There’s a hierarchy of how you start out in life. You get into an apartment as a young person, you build up enough money to save for a down payment, move into a manufactured home, then move from there into a nicer home. That’s life, those are things everybody does. And if you can’t get into that process, you’ve got a problem, and that’s one of the disadvantages happening here.

Is BloomField key to further growth in Pinedale?

BloomField will address a lot of these problems. It’s certainly not a panacea, it won’t solve all our problems, but it’s a good example of how good planning can take place.

I know that there’s a lot of people who are upset, who don’t agree with Bloom-Field, and that’s normal, that’s America, we all have our opinions. But from my experience and from what I see here, BloomField has a very good opportunity to have good, controlled growth that most towns can’t.

What I like is what (Matt Harber’s) doing with (planning) the infrastructure. He’s got water, sewer and roads. He’s doing it right. He’s got good infrastructure, stuff you want to see. Anybody who wants to go in there and start to work, they’ve got the water and sewer plugged in, ready to go.

What are the most urgent problems in Pinedale, as far infrastructure?

You’ve got freezing water mains and freezing sewers, that’s a common thing in the wintertime. Why? Well, a lot of the infrastructure’s old, a lot (of mains) have been identified as being too shallow. You have to put in bleeders, and now when you bleed, you’re adding a suction of water, which is really unnecessary.

We’re trying to update the sewers, get ‘em down deeper, those two big projects starting this year will drop the mains, but you’ve still got shallow laterals. Hopefully at some point in time, new construction is going to put ‘em down deep enough where we don’t have to worry about it.

Also, roads, curbs, gutters and sidewalks. Pedestrian access is so important. People in Pinedale say they have a mud season, but it really shouldn’t have to be. You should have good roads that are paved that hold themselves up, drainage that allows water to evacuate rather than lay in pools and puddles.

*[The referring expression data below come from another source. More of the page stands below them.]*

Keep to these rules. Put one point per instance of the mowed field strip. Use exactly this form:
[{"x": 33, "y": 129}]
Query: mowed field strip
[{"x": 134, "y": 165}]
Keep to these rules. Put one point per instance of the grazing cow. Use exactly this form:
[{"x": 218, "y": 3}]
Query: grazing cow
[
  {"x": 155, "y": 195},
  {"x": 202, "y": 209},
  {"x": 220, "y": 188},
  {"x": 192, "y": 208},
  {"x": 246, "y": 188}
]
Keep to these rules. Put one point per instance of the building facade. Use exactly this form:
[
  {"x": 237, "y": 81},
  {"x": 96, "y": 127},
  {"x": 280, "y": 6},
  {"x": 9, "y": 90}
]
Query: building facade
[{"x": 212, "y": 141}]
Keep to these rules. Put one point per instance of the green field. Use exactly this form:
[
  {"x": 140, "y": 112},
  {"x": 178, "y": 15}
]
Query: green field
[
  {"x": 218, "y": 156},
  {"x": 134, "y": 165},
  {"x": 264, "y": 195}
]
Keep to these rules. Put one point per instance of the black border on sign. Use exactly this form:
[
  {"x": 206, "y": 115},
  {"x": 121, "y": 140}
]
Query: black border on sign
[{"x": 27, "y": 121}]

How do you get people interested in roads, water and sewers?

I think we need to bring it more into the public light with information meetings. Set them down and let them know that “hey, these are the problems we’re dealing with,” and I’m sure a lot of people will come to agree that “yeah, I’ve got a big mud puddle in the front of my house, a big hole, it’s always been there, the city plows snow up onto my property when it really shouldn’t.” The most important thing to remember is, you can have beautiful appliances in your home; you can have granite countertops and great cabinets, but man I tell you, if you walk outside your house and you don’t have a nice sidewalk and don’t have a place to park your car, and everything’s muddy and dirty, where’s your value?

That’s what enhances property value. Not just the amenities inside the home, but everything around it. That’s very, very important.

What do you like about your job — or do you?

I love it. It’s very challenging in the sense that there’s a lot going on, and it exercises a lot of the talents I’ve been trained at. The best thing about working in Pinedale and the state of Wyoming, really, is that you have a lot of cooperation. There isn’t a lot of bureaucracy; you go through and try to solve the problems and you can get a lot done.

What convinced you to move here from New York?

Quality of life. The people. I went to school in Laramie, and a lot of the friends I knew in college are still here in the state. They’re just good people.

Who is your favorite town council member?

They’re all good people. They all remind me of back home where I grew up, a very small hamlet about five miles above the border of Pennsylvania. Everybody knew everybody, and everybody had their own personalities, but it was like one big family. I look at the (council members) all equally. They’re all great to work with and deal with; everybody’s got their own personalities. If they were all the same, it would be boring.